Não havendo ainda uma lei aprovada, a CAB-CTES deverá seguir o estabelecido na Portaria e, desde logo, também considerar elegíveis os tempos parciais. A FENPROF tem-se batido na comissão para que, antes de se passar à fase de análise de requerimentos e da subsequente tomada de decisões sobre situações individuais, sejam definidos critérios claros para a identificação das situações de satisfação de necessidades permanentes que nada tenham a ver com a natureza dos vínculos (há muitos bolseiros neste grupo), nem com o regime de contratação ser a tempo inteiro ou a tempo parcial.
Existem, também, muitos casos de docentes a suprir necessidades permanentes que não dispõem ainda de habilitação de referência para a sua carreira.
No entender da FENPROF, não compete à CAB-CTES excluir, nem os docentes com contratos a tempo parcial que estejam a satisfazer necessidades permanentes, nem aqueles que não disponham, ainda, da habilitação de referência, cabendo à lei que venha a ser aprovada, de preferência por intermédio de um decreto-lei específico, a ser negociado entre o governo e as organizações sindicais, definir as condições em que esses docentes poderão aceder a reais oportunidades de vinculação, à semelhança do que tem sido concretizado nos regimes transitórios das carreiras.

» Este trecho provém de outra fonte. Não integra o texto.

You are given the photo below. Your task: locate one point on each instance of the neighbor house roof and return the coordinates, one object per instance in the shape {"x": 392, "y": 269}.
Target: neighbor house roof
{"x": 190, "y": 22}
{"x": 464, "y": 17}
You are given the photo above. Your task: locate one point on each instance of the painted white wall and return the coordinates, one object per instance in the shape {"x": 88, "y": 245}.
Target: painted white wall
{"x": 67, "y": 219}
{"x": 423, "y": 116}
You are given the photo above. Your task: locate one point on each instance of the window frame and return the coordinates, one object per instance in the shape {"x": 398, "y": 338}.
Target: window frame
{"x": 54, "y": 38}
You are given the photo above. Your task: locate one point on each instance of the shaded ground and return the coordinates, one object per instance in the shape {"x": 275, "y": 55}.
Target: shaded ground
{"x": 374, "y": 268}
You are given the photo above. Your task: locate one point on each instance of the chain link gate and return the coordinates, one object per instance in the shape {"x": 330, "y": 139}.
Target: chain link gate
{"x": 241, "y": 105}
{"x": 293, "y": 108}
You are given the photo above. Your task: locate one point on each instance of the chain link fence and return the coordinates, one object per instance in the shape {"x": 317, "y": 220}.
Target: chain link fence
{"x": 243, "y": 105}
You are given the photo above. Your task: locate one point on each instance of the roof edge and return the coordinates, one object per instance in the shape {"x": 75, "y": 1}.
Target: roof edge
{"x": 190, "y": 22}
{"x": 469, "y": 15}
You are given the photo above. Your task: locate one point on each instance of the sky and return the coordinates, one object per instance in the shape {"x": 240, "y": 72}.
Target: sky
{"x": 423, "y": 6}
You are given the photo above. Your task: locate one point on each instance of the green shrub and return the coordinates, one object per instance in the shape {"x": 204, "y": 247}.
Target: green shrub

Entre os investigadores importa assegurar a integração em carreira dos que se encontram a exercer funções correspondentes a necessidades permanentes, há já muitos anos, assumindo em geral responsabilidades na direcção e coordenação de projectos inseridos nos planos estratégicos das suas instituições. Neste domínio, importa não esquecer que o Decreto-Lei 57/2016, de 29 de Agosto, mesmo com as alterações recentemente aprovadas na Assembleia da República, não promove um combate efetivo à precariedade na ciência, pois não prevê a integração na carreira de quem há muitos anos vem desenvolvendo a sua atividade com base em sucessivas bolsas e apenas proporciona o acesso a contratos a termo certo, o que, ainda assim, não deixa de ser muito relevante para a dignificação das condições de trabalho dos investigadores e o justo acesso às regalias socias disponibilizadas pelo Estado.
Para se obter êxito nestas duas frentes do PREVPAP (na CAB-CTES e na Lei), será indispensável que os docentes e os investigadores em situação precária se mobilizem. Essa será uma importante tarefa de toda a comunidade académica, pois a precariedade não afecta apenas os que são precários, mas também põe em causa a liberdade, a autonomia científica e pedagógica, e a democracia, que são pressupostos essenciais das missões confiadas pela sociedade ao ensino superior e à ciência.